During a tense meeting with the European Commission and representatives from the French fishing industry, Annick Girardin, France's maritime minister, gave Britain and its Crown dependency until Nov 1 to approve more licences or risk retaliatory measures.
Paris is furious that the UK approved just 15 permits for small French fishing boats to operate in its coastal waters out of 47 applications.
Emmanuel Macron, the French president, has told his government to draw up plans for reprisals against Britain in four areas, including cutting energy supplies to the UK and Jersey or severing Anglo-French ties in defence and security.
He is under growing pressure from angry French trawlermen – who have threatened to blockade the English Channel – and his political rivals ahead of next April's presidential elections.
According to sources, Ms Girardin told Maros Sefcovic, a European Commission vice-president, and Virginijus Sinkevicius, the commissioner responsible for fisheries, that Paris could strike unilaterally if Britain or Jersey do not grant more licences to French vessels.
Jersey, which relies on France for 95 per cent of its electricity supply, has taken a similar decision to restrict the level of access for EU trawlermen off its coast. It issued 66 full licences and 31 temporary permits, but refused 73 applications.
EU boats have until the end of October to provide data to prove their post-Brexit right to fish in the Channel Island's waters.
Ms Girardin told the EU commissioners she is "preparing, with colleagues from other ministries, response measures that France can implement from Nov 1 if necessary", a source said.
"We are two weeks away from this [Jersey] decision. Nothing has been ruled out today, neither by France nor by the European Commission," she told reporters after the meeting.
"Boat-by-boat" negotiations between UK and EU officials are also under way in an attempt to establish whether more French vessels could be granted access to Britain's coastal waters.
In what was described as a "frank and heated" discussion, leading representatives from the French fishing industry called on Brussels to walk out of the talks and hit Britain, which was accused of being in breach of the Brexit trade agreement, with retaliatory measures.
"We are tired of this bad faith shown by the United Kingdom in the implementation of the agreement, and more particularly in the issuance of access to the six to 12-mile fishing zones," Gerard Romiti, the president of France’s National Committee of Fisheries and Aquaculture, told the meeting.

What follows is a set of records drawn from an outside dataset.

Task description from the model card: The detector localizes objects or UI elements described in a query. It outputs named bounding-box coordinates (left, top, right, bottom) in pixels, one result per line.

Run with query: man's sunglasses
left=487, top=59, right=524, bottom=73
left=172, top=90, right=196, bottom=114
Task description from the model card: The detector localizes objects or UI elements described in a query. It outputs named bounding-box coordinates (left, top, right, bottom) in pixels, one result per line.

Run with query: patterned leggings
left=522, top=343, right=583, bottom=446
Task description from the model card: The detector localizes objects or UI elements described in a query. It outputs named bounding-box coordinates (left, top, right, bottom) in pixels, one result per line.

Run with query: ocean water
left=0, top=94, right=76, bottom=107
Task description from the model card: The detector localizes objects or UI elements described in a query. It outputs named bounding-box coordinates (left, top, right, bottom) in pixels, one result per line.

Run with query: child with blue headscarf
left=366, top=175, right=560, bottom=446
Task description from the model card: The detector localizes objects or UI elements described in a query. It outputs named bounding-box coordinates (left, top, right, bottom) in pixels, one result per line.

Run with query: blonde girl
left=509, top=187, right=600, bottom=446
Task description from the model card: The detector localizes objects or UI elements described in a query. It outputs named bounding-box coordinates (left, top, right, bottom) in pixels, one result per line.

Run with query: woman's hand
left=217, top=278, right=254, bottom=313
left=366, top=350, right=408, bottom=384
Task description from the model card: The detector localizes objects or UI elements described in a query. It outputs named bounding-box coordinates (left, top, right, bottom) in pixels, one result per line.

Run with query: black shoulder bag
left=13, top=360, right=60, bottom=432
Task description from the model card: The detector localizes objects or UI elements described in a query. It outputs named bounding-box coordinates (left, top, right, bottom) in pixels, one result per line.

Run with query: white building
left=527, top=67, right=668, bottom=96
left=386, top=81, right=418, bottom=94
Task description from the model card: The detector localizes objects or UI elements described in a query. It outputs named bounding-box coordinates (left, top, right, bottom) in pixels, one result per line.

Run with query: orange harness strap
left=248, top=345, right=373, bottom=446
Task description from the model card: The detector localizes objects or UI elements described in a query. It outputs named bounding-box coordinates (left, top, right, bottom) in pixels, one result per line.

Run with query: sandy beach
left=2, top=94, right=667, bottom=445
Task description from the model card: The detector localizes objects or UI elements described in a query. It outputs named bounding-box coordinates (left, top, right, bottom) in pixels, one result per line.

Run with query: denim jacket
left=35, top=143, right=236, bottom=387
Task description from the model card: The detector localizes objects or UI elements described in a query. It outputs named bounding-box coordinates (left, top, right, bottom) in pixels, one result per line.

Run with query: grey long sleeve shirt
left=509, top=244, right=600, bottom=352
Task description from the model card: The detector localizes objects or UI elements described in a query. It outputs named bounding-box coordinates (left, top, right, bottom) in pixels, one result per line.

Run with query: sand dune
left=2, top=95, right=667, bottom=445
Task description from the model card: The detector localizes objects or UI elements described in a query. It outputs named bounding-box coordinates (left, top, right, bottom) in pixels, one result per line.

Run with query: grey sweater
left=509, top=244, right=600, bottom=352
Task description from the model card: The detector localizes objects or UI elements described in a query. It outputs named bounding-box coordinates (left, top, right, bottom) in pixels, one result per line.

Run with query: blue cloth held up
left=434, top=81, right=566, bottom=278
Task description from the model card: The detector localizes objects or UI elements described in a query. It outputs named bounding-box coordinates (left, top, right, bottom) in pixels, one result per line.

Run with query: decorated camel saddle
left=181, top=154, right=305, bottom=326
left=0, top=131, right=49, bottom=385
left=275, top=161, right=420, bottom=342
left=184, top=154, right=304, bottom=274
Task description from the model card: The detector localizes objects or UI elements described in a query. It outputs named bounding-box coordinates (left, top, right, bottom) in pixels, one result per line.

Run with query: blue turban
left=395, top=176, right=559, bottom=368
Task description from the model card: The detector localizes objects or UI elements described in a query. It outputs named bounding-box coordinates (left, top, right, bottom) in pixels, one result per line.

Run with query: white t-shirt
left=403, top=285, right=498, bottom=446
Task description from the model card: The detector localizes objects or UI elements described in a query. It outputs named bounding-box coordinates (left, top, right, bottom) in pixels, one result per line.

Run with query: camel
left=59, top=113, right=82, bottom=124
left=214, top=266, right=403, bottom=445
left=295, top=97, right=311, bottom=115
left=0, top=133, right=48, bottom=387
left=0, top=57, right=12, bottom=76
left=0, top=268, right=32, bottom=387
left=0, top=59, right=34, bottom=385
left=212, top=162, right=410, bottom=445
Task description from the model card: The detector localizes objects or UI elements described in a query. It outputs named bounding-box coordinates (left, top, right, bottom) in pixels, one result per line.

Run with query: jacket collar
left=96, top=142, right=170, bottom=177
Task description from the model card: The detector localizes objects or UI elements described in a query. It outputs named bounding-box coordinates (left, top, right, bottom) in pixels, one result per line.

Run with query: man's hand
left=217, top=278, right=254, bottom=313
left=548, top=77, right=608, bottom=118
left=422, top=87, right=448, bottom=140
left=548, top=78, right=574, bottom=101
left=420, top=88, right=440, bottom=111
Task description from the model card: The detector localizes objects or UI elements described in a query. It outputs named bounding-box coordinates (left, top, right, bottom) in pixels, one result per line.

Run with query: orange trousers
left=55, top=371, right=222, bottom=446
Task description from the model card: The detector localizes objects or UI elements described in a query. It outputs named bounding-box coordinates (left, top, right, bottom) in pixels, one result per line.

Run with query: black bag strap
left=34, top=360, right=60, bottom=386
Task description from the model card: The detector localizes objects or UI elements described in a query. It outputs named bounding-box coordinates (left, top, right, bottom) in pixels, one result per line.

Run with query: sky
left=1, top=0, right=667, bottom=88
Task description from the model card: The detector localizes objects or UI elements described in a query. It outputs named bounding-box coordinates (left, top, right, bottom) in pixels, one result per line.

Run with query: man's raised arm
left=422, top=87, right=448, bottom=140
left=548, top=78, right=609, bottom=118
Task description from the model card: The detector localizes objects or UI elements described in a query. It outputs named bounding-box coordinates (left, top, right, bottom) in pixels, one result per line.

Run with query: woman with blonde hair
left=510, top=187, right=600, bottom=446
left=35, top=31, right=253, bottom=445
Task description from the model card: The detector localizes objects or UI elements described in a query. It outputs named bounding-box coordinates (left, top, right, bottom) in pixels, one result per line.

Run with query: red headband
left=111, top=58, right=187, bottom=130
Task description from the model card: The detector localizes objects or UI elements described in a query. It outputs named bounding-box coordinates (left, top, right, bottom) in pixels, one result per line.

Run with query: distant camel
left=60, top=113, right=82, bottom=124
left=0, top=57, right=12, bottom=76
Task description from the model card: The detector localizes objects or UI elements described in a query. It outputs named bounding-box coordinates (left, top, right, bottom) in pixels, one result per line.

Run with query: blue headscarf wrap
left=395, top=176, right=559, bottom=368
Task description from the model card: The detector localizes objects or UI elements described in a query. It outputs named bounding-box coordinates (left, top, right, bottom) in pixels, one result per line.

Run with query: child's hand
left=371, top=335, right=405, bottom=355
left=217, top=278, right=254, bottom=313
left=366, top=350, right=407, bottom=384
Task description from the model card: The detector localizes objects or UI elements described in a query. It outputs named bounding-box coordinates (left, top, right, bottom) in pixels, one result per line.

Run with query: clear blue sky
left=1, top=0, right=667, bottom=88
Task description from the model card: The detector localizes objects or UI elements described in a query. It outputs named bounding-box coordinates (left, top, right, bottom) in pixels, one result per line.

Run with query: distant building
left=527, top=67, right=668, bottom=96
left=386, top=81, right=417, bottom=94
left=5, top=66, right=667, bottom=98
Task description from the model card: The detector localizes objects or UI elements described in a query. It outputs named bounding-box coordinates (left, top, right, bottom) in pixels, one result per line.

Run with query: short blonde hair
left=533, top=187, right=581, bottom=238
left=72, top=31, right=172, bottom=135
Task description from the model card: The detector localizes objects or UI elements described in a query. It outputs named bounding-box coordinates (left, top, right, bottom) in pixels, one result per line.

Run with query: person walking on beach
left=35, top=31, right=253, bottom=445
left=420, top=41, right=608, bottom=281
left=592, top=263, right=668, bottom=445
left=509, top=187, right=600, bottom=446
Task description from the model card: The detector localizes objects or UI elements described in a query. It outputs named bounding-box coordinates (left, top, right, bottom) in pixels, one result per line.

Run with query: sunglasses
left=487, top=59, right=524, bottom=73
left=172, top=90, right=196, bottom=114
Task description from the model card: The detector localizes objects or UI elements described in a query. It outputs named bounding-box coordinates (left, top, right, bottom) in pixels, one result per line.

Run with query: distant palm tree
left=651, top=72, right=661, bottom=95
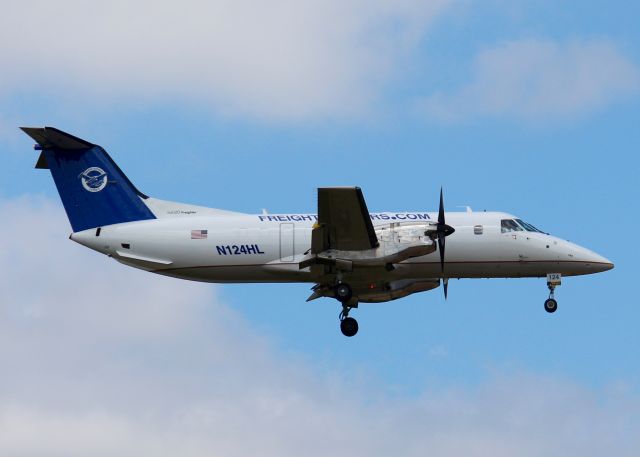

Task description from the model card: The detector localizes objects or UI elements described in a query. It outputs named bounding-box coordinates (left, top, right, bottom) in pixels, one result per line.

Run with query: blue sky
left=1, top=1, right=639, bottom=455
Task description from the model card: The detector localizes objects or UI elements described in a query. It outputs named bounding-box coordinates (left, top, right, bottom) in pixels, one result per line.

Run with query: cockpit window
left=501, top=218, right=545, bottom=233
left=501, top=219, right=523, bottom=233
left=515, top=219, right=544, bottom=233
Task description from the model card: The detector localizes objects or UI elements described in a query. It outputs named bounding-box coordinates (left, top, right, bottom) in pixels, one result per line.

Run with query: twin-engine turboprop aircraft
left=22, top=127, right=614, bottom=337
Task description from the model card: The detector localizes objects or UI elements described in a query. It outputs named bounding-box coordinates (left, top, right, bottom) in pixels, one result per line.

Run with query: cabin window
left=474, top=225, right=483, bottom=235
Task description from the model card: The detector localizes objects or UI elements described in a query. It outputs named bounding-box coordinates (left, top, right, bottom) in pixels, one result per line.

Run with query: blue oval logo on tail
left=80, top=167, right=108, bottom=192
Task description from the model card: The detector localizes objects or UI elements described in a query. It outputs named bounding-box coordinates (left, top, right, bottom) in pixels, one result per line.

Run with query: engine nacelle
left=302, top=223, right=438, bottom=269
left=358, top=279, right=441, bottom=303
left=376, top=223, right=435, bottom=244
left=307, top=278, right=441, bottom=303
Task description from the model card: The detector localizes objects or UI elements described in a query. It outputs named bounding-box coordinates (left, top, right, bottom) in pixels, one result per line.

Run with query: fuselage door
left=280, top=223, right=295, bottom=262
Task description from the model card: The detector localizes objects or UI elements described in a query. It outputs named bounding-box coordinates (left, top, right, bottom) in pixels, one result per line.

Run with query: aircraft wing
left=311, top=187, right=379, bottom=253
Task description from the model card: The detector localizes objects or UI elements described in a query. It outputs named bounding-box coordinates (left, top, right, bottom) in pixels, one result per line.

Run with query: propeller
left=436, top=187, right=455, bottom=299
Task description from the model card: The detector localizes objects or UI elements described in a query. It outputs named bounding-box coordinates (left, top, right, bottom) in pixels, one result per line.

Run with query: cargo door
left=280, top=223, right=295, bottom=262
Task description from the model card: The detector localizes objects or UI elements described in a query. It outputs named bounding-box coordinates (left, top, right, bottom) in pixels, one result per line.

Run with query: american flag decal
left=191, top=229, right=208, bottom=239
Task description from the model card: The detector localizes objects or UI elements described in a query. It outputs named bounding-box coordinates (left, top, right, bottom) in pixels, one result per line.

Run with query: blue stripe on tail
left=22, top=127, right=156, bottom=232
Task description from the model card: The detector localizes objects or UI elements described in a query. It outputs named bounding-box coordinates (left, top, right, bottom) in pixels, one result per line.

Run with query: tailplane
left=22, top=126, right=156, bottom=232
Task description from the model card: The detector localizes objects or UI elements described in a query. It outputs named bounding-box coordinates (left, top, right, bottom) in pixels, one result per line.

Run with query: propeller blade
left=438, top=187, right=445, bottom=226
left=436, top=187, right=454, bottom=299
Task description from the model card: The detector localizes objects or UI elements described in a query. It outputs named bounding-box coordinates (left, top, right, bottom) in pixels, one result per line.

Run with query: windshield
left=515, top=219, right=544, bottom=233
left=502, top=218, right=545, bottom=233
left=501, top=219, right=523, bottom=233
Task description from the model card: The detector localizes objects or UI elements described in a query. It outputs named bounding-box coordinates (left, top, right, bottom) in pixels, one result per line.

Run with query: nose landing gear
left=544, top=273, right=561, bottom=313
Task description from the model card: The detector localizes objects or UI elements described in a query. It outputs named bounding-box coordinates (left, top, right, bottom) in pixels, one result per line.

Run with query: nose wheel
left=544, top=297, right=558, bottom=313
left=545, top=273, right=561, bottom=313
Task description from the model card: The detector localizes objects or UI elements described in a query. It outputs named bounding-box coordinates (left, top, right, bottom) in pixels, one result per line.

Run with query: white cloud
left=1, top=195, right=639, bottom=456
left=0, top=0, right=450, bottom=121
left=428, top=344, right=448, bottom=359
left=421, top=39, right=640, bottom=121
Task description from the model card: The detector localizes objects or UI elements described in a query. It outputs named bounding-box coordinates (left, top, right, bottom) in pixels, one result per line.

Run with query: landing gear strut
left=334, top=281, right=358, bottom=336
left=339, top=304, right=358, bottom=337
left=544, top=273, right=561, bottom=313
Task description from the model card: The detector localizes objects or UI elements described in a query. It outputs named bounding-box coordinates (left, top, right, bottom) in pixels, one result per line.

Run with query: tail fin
left=22, top=126, right=156, bottom=232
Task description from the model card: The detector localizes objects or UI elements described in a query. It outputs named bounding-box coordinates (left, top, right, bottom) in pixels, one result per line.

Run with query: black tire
left=335, top=283, right=353, bottom=303
left=544, top=298, right=558, bottom=313
left=340, top=317, right=359, bottom=337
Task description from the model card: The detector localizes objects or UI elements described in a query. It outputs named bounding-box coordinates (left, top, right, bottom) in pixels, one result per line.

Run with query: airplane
left=22, top=126, right=614, bottom=337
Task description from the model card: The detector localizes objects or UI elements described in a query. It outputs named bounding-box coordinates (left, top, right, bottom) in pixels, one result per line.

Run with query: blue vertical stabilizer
left=22, top=126, right=156, bottom=232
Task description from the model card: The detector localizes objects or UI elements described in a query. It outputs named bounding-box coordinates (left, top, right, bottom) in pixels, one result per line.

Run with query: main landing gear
left=339, top=305, right=358, bottom=337
left=544, top=273, right=561, bottom=313
left=334, top=282, right=353, bottom=303
left=335, top=282, right=358, bottom=337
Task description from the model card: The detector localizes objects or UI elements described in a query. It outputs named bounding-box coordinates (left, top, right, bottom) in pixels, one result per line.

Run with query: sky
left=1, top=0, right=639, bottom=455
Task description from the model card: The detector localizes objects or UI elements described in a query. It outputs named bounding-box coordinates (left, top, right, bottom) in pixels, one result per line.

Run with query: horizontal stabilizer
left=22, top=127, right=95, bottom=170
left=21, top=126, right=95, bottom=150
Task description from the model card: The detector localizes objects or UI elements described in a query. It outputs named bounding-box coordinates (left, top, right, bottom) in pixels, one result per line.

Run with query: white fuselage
left=70, top=204, right=613, bottom=287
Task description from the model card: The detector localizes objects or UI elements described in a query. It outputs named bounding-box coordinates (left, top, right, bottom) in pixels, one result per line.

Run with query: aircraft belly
left=153, top=259, right=591, bottom=284
left=154, top=264, right=314, bottom=283
left=436, top=261, right=592, bottom=278
left=397, top=259, right=587, bottom=279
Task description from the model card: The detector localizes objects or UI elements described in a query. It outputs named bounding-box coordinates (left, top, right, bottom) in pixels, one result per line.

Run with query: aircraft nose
left=583, top=251, right=614, bottom=272
left=569, top=242, right=614, bottom=273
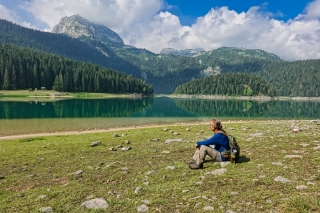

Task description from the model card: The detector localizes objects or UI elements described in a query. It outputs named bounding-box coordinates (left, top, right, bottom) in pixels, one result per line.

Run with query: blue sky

'It is now a matter of politicians initiating retaliatory measures'
Mr Romiti, according to a transcript of the meeting, added: "It is time to put an end to these pseudo-technical discussions. It is now a matter of politicians resuming their rights, raising their voice and initiating retaliatory measures so that no concessions are made to the English."
Brussels has so far resisted calls by the French government to use EU powers to shut the UK or Jersey out of the bloc’s energy supplies or hit British fish with trade tariffs.
EU officials told the meeting, which took place at the commission's Berlaymont headquarters late on Friday, that they favoured further negotiations to find a resolution to the dispute.
A spokesman said the commission's "top priority" is to work "in a constructive manner in order to resolve the outstanding issues concerning access to UK territorial waters and to the waters of the Channel Islands".
The spokesman added: "Vice-president Sefcovic and commissioner Sinkevicius reassured the French side of their commitment to ensure that outstanding requests are dealt with in a speedy manner."
EU, British and French officials have agreed to meet this week for "intensive" discussions over the rejected licences. The Government is helping French fishermen prove that they are permitted to access Britain’s coastal waters under the terms of the Brexit trade agreement, including purchasing third-party GPS data that could prove their status.
A government spokesman said: "We continue to work with the European Commission and French authorities and remain open to considering any further evidence that supports the remaining licence applications."
To create space for the negotiations, French fishermen said they would hold off on threats to blockade the Channel.
"Pending a return to the discussions between the European Commission and the United Kingdom, the elected members of the Committee for Marine Fisheries and Aquaculture of Hauts-de-France Council also proposed a postponement of possible actions to be taken," Olivier Lepretre, president of the powerful regional fisheries committee, in northern France, said.